The Secure Enclave is also used to create randomized keys to encrypt the data volume, which are wiped and regenerated on every reboot. This means the data volume is cryptographically erased every time the PCC node’s Secure Enclave Processor restarts after processing a request. Memory address spaces are also recycled to ensure no data is retained in memory.

The PCC nodes are also designed such that nobody, not even Apple’s most senior hardware engineers, can get privileged access to the servers while they’re running in production mode. There are no remote shells, interactive debugging mechanisms, or Developer Mode settings, and all code is signed so that no new code can be injected. The limited logging available for monitoring purposes is carefully designed and audited to ensure no personal data leaves the node.

Apple also uses a “hardened supply chain” for its PCC hardware, which means that all components are carefully inspected and vetted to ensure nothing has been tampered with. That includes high-resolution imaging of components and tamper switches that are activated after they’re sealed for shipment, followed by extensive revalidation once they reach Apple’s data centers.

Multiple Apple teams and an independent third-party observer monitor and verify this. Only after everything has been certified by all parties involved is the PCC node issued a digital certificate to go into operation. Apple devices will not send data to any PCC nodes that don’t have a valid digital certificate.

Finally, Apple is being remarkably transparent about the entire infrastructure, publishing the measurements of all code running on a PCC in a tamper-proof transparency log, making the logs and software images available for inspection and validation by third-party privacy and security experts, and including the PCC in its Apple Security Bounty program to encourage security researchers and “white hat” hackers to search for flaws.

Where Does ChatGPT Fit In?

As we discussed last week, Apple Intelligence and ChatGPT are two entirely separate things. Apple is not using OpenAI to power anything done on-device or in its Private Cloud Compute infrastructure. Instead, ChatGPT is there to handle things that Apple Intelligence can’t.

Apple will never involve ChatGPT without your express consent. If you ask Siri for something that it can’t answer using Apple Intelligence, or if it thinks that ChatGPT could give you a better answer, it will tell you so and then ask if you want to use ChatGPT. If you decline, that’s it, and no contact is made with OpenAI’s servers.

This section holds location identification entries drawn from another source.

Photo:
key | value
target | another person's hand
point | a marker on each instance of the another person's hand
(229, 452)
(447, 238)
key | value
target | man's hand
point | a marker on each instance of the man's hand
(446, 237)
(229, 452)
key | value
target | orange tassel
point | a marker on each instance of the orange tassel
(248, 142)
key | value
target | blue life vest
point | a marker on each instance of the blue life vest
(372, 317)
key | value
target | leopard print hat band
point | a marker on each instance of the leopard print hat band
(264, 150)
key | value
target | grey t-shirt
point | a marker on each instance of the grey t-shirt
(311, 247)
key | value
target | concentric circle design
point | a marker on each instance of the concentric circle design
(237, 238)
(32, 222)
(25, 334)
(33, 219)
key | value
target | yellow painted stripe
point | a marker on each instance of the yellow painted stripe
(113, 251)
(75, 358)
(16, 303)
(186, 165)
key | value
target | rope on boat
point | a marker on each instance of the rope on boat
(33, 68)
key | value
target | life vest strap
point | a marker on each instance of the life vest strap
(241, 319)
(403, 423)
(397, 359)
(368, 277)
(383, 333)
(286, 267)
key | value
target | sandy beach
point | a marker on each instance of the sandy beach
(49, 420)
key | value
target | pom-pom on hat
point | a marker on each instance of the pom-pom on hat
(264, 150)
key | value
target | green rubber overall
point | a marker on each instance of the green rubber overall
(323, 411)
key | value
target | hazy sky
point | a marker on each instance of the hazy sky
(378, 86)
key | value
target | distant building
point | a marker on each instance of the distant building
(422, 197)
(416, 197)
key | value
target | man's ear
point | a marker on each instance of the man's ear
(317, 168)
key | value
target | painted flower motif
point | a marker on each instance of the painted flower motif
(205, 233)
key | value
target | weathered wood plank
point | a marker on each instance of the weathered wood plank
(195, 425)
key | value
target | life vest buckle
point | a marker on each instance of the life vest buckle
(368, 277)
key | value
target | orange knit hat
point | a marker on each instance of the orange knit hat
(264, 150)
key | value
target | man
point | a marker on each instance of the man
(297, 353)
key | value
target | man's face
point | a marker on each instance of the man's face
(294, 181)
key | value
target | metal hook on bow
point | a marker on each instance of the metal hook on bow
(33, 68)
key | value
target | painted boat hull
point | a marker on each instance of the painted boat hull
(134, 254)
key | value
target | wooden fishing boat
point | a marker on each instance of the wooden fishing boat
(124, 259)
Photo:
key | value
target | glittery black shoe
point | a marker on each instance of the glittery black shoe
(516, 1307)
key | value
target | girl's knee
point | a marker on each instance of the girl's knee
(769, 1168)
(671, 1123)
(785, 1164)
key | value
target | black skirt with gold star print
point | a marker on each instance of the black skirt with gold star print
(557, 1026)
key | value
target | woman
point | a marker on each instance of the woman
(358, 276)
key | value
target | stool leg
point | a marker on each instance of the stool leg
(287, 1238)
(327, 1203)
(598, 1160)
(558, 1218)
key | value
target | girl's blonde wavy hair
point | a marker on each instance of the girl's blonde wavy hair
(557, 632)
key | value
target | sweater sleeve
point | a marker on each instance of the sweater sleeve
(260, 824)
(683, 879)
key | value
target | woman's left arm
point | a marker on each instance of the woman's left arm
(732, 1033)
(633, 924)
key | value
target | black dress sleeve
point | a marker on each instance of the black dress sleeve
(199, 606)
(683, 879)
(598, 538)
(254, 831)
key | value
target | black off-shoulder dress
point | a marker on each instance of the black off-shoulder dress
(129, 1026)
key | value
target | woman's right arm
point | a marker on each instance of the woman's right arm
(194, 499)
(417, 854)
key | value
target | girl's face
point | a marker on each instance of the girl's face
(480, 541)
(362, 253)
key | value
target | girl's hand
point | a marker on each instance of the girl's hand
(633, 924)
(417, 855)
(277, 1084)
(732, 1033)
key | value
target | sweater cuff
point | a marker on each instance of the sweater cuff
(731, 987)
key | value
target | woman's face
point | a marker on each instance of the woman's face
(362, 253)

If you allow ChatGPT to get involved, your request will go to ChatGPT, but that’s still done with as many privacy protections as Apple can manage. Firstly, Apple anonymizes the request before it goes to OpenAI, so there’s no personal information about you. ChatGPT won’t know who made the request or where the response is going. Secondly, OpenAI has agreed that none of this anonymized data will be used to train its AI models.

To be clear, all this only applies if you’re using ChatGPT without an account. Sign in to your ChatGPT account, whether you’re a free or pro user, and all bets are off. At that point, you’ve agreed to share your identity with ChatGPT by using your account.

However, it’s worth noting that while ChatGPT won’t know who you are unless you’re signed in, OpenAI could still glean information from the content of your requests. As with location data and Siri requests, the source of data can be anonymized, but it’s never truly anonymous if it contains decipherable personal information or patterns. If you live alone and anonymous location data shows a person at your home more often than anybody else, chances are that person is you. If you tell Siri your name and address during a request, an Apple employee reviewing that “anonymous” request will hear that the same way they’d hear a request to play a song.

That’s likely one of the big reasons Apple wants to ensure there’s a clear demarcation line between what Apple Intelligence processes and what ChatGPT handles. Whether on your device or in Apple’s Private Cloud Compute, no human will ever see or hear your requests to Apple Intelligence. The same can’t be said for OpenAI.